Photothermal Prussian blue nanoparticles generate potent multi-targeted tumor-specific T cells as an adoptive cell therapy

Authors

Elizabeth E. Sweeney, Department of Biochemistry & Molecular Medicine, School of Medicine and Health Sciences George Washington University Washington District of Columbia USA.
Palak Sekhri, Center for Cancer and Immunology Research Children's National Hospital Washington District of Columbia USA.
Nethaji Muniraj, The Integrated Biomedical Sciences Program, School of Medicine and Health Sciences George Washington University Washington District of Columbia USA.
Jie Chen, Center for Cancer and Immunology Research Children's National Hospital Washington District of Columbia USA.
Sally Feng, Center for Cancer and Immunology Research Children's National Hospital Washington District of Columbia USA.
Joshua Terao, The Integrated Biomedical Sciences Program, School of Medicine and Health Sciences George Washington University Washington District of Columbia USA.
Samantha J. Chin, Center for Cancer and Immunology Research Children's National Hospital Washington District of Columbia USA.
Danielle E. Schmidt, Center for Cancer and Immunology Research Children's National Hospital Washington District of Columbia USA.
Catherine M. Bollard, Center for Cancer and Immunology Research Children's National Hospital Washington District of Columbia USA.
Conrad Russell Cruz, Center for Cancer and Immunology Research Children's National Hospital Washington District of Columbia USA.
Rohan Fernandes, Center for Cancer and Immunology Research Children's National Hospital Washington District of Columbia USA.

Document Type

Journal Article

Publication Date

5-1-2024

Journal

Bioengineering & translational medicine

Volume

9

Issue

3

DOI

10.1002/btm2.10639

Keywords

Prussian blue nanoparticles; adoptive T cell therapy; cancer; hematological malignancies; photothermal therapy; solid tumors; tumor‐specific T cells

Abstract

Prussian blue nanoparticle-based photothermal therapy (PBNP-PTT) is an effective tumor treatment capable of eliciting an antitumor immune response.

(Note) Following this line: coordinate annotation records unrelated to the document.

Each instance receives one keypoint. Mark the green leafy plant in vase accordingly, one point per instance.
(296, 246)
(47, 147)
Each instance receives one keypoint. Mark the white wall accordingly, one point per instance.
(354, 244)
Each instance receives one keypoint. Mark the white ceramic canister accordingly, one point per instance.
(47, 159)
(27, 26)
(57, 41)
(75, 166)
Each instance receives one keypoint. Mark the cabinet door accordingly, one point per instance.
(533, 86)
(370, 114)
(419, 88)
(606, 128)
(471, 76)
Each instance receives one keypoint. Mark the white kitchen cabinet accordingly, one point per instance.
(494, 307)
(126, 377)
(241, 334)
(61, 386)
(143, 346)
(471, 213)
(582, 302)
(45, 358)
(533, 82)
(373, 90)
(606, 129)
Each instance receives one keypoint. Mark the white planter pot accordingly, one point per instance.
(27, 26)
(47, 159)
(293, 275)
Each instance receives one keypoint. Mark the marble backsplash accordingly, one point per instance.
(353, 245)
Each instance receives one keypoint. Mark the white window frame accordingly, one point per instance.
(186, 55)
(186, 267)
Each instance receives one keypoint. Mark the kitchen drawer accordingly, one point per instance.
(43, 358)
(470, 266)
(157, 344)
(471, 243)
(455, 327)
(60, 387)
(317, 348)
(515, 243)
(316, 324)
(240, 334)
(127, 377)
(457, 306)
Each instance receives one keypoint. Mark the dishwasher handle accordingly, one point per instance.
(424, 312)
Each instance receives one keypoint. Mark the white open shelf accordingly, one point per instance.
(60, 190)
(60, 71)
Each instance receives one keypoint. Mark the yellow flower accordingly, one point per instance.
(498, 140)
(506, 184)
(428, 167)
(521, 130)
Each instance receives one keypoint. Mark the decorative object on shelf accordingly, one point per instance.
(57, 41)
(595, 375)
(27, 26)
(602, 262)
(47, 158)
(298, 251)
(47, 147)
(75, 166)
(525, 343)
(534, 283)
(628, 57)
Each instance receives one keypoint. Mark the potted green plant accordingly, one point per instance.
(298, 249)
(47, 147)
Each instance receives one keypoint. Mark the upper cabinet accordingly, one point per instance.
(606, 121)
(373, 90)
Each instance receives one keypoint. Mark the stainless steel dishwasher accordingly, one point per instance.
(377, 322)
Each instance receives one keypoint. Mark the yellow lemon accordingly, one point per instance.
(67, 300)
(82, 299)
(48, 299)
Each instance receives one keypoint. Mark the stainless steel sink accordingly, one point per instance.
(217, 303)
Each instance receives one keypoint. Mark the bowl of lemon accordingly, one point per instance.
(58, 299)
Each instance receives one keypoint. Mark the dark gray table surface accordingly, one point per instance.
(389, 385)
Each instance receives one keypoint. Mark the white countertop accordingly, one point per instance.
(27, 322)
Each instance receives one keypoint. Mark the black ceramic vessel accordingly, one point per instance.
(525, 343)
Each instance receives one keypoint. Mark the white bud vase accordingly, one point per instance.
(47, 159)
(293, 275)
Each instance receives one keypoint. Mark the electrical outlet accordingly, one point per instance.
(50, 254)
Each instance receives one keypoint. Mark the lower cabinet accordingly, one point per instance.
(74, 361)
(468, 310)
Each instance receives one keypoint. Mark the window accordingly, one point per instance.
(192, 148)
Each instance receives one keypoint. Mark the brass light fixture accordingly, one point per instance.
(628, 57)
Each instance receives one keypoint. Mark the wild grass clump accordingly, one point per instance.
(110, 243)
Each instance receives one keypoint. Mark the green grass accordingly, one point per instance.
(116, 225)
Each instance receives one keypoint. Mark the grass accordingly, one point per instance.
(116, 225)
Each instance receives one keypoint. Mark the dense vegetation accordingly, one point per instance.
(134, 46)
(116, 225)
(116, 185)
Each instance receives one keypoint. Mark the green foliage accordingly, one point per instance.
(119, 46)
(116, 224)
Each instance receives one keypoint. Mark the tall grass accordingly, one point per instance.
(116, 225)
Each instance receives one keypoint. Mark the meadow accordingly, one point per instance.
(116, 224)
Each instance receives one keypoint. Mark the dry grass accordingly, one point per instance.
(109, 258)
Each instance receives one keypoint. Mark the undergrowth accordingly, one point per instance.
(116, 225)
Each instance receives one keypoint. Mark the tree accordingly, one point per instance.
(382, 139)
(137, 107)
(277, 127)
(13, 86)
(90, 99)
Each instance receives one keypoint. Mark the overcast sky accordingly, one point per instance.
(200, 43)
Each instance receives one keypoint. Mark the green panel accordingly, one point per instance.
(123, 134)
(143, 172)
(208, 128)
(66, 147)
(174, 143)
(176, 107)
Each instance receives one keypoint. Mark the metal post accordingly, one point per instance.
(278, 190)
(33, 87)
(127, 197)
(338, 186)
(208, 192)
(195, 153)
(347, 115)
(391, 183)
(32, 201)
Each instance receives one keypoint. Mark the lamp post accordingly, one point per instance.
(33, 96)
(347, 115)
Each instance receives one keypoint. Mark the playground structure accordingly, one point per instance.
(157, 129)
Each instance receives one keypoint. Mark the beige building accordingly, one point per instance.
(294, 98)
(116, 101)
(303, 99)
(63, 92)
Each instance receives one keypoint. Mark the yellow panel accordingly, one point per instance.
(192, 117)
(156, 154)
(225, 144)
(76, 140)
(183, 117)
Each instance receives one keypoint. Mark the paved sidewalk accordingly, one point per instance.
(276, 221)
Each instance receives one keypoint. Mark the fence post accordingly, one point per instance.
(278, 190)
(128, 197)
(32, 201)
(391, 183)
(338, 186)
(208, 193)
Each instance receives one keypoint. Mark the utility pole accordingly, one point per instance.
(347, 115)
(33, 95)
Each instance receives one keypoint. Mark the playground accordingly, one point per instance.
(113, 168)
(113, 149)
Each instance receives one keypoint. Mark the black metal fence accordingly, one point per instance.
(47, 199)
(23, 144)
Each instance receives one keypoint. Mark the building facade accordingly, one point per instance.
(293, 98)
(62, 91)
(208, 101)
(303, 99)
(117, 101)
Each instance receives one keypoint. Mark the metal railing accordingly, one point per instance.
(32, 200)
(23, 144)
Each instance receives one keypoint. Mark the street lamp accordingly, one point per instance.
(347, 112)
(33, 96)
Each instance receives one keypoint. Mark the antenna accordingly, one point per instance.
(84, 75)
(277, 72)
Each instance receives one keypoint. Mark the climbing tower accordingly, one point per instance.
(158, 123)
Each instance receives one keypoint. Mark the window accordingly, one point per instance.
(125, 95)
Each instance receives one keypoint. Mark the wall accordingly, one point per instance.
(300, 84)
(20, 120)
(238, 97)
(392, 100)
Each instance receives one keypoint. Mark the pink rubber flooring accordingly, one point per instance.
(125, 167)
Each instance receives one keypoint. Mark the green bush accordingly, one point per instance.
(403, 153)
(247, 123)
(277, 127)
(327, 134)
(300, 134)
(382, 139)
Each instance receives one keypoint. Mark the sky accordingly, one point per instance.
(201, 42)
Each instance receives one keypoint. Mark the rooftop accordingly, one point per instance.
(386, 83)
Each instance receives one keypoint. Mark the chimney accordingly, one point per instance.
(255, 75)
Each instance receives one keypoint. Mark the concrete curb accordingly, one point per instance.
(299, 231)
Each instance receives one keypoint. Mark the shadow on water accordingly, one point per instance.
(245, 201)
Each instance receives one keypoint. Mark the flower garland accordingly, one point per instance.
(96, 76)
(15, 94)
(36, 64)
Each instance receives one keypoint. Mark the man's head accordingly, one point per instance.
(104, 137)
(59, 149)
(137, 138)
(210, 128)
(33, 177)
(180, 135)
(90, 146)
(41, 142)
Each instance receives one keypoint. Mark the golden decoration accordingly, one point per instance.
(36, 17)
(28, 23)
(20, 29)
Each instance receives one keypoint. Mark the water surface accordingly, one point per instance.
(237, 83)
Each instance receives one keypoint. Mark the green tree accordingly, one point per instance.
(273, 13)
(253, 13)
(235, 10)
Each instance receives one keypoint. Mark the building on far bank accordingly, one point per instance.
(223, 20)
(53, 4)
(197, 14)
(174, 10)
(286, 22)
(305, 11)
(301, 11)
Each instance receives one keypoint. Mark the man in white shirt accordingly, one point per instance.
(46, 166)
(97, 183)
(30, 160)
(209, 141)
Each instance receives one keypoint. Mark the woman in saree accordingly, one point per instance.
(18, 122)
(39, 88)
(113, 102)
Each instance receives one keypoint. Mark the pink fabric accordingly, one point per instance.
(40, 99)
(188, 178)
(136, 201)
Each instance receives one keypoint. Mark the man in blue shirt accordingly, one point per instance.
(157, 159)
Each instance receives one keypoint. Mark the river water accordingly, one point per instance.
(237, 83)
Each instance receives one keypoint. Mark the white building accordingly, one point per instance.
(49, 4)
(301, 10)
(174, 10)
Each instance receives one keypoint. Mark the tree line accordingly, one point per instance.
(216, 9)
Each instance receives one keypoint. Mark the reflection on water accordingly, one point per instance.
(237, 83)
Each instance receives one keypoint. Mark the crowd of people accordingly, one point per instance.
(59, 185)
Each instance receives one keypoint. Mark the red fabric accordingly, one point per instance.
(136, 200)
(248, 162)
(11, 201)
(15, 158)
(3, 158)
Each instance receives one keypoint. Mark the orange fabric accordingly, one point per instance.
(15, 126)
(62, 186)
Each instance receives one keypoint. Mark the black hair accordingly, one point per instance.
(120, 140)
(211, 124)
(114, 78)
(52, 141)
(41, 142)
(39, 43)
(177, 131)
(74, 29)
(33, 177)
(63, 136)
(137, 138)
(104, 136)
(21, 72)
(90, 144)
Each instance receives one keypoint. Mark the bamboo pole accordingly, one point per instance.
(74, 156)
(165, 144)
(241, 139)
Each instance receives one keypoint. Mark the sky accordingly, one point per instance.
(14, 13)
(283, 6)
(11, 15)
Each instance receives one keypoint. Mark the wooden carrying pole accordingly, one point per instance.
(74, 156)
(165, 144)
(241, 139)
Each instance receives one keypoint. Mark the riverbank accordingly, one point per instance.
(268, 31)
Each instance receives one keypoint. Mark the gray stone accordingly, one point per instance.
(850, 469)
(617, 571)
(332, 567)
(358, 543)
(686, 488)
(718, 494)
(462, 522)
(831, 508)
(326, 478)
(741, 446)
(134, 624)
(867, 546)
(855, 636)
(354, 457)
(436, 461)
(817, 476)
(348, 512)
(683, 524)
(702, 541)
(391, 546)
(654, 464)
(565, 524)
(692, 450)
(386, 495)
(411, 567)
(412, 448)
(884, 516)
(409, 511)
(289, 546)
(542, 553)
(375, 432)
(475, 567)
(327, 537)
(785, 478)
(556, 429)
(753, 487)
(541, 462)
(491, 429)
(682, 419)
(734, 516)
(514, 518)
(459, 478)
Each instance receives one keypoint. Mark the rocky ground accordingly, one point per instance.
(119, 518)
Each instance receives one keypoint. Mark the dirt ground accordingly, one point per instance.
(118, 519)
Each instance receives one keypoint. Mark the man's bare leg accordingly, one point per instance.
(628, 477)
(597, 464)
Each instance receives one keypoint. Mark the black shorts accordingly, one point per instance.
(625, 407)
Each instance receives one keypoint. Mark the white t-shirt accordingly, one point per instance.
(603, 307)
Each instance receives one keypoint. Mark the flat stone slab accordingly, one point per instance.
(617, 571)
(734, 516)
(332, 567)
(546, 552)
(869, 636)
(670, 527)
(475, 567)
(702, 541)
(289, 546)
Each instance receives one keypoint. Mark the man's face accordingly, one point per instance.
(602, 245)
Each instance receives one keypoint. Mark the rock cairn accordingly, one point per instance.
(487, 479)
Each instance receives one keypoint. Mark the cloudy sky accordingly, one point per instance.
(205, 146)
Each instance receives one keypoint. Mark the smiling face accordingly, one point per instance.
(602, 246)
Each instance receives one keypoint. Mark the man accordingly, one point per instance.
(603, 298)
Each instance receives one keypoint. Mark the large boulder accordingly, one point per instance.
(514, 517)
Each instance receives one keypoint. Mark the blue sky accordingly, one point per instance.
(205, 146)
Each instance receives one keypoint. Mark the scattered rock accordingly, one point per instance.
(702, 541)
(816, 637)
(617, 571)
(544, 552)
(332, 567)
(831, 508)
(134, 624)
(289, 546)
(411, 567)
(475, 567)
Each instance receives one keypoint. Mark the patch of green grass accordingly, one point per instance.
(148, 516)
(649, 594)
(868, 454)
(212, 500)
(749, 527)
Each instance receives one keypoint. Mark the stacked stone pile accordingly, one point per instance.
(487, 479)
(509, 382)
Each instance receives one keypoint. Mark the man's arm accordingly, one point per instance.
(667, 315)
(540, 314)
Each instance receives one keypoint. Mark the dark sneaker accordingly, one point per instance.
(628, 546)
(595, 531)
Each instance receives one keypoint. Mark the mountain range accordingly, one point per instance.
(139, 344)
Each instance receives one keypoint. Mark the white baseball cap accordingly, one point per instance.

Motivated by the ability of PBNP-PTT to potentiate endogenous immune responses, we recently demonstrated that PBNP-PTT could be used ex vivo to generate tumor-specific T cells against glioblastoma (GBM) cell lines as an adoptive T cell therapy (ATCT). In this study, we further developed this promising T cell development platform. First, we assessed the phenotype and function of T cells generated using PBNP-PTT. We observed that PBNP-PTT facilitated CD8+ T cell expansion from healthy donor PBMCs that secreted IFNγ and TNFα and upregulated CD107a in response to engagement with target U87 cells, suggesting specific antitumor T cell activation and degranulation. Further, CD8+ effector and effector memory T cell populations significantly expanded after co-culture with U87 cells, consistent with tumor-specific effector responses. In orthotopically implanted U87 GBM tumors in vivo, PBNP-PTT-derived T cells effectively reduced U87 tumor growth and generated long-term survival in >80% of tumor-bearing mice by Day 100, compared to 0% of mice treated with PBS, non-specific T cells, or T cells expanded from lysed U87 cells, demonstrating an enhanced antitumor efficacy of this ATCT platform. Finally, we tested the generalizability of our approach by generating T cells targeting medulloblastoma (D556), breast cancer (MDA-MB-231), neuroblastoma (SH-SY5Y), and acute monocytic leukemia (THP-1) cell lines. The resulting T cells secreted IFNγ and exerted increased tumor-specific cytolytic function relative to controls, demonstrating the versatility of PBNP-PTT in generating tumor-specific T cells for ATCT.